OPERA superluminal neutrinos and Kinematics in Finsler spacetime

TL;DR

This paper proposes that Finslerian spacetime geometry can explain superluminal neutrinos observed in experiments, providing a new dispersion relation that aligns with multiple observational data sets while maintaining causality.

Contribution

It introduces a Finsler spacetime framework that allows superluminal particles with a linear energy-speed relation, consistent with experimental and astrophysical neutrino observations.

Findings

Superluminal speed depends linearly on energy per unit mass.

Finsler spacetime accommodates superluminal particles without violating causality.

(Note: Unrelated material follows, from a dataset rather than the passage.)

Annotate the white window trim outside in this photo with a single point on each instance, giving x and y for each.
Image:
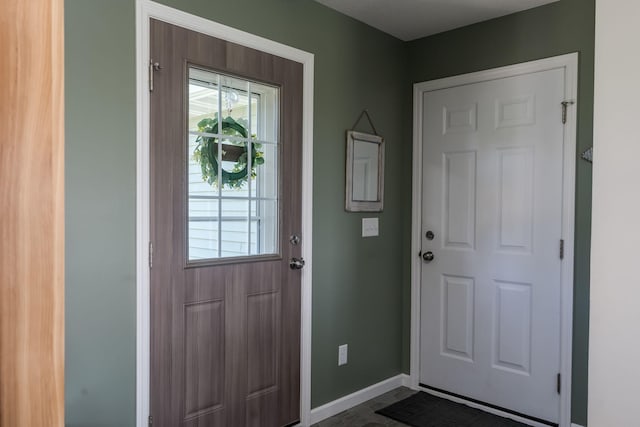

Model aligns with OPERA, MINOS, Fermilab, and SN1987a neutrino data.

Abstract

The OPERA collaboration recently reported that muon neutrinos could be superluminal. More recently, Cohen and Glashow pointed that such superluminal neutrinos would be suppressed since they lose their energies rapidly via bremsstrahlung. In this Letter, we propose that Finslerian nature of spacetime could account for the superluminal phenomena of particles. The Finsler spacetime permits the existence of superluminal behavior of particles while the casuality still holds. A new dispersion relation is obtained in a class of Finsler spacetime. It is shown that the superluminal speed is linearly dependent on the energy per unit mass of the particle. We find that such a superluminal speed formula is consistent with data of OPERA, MINOS and Fermilab-1979 neutrino experiments as well as observations on neutrinos from SN1987a.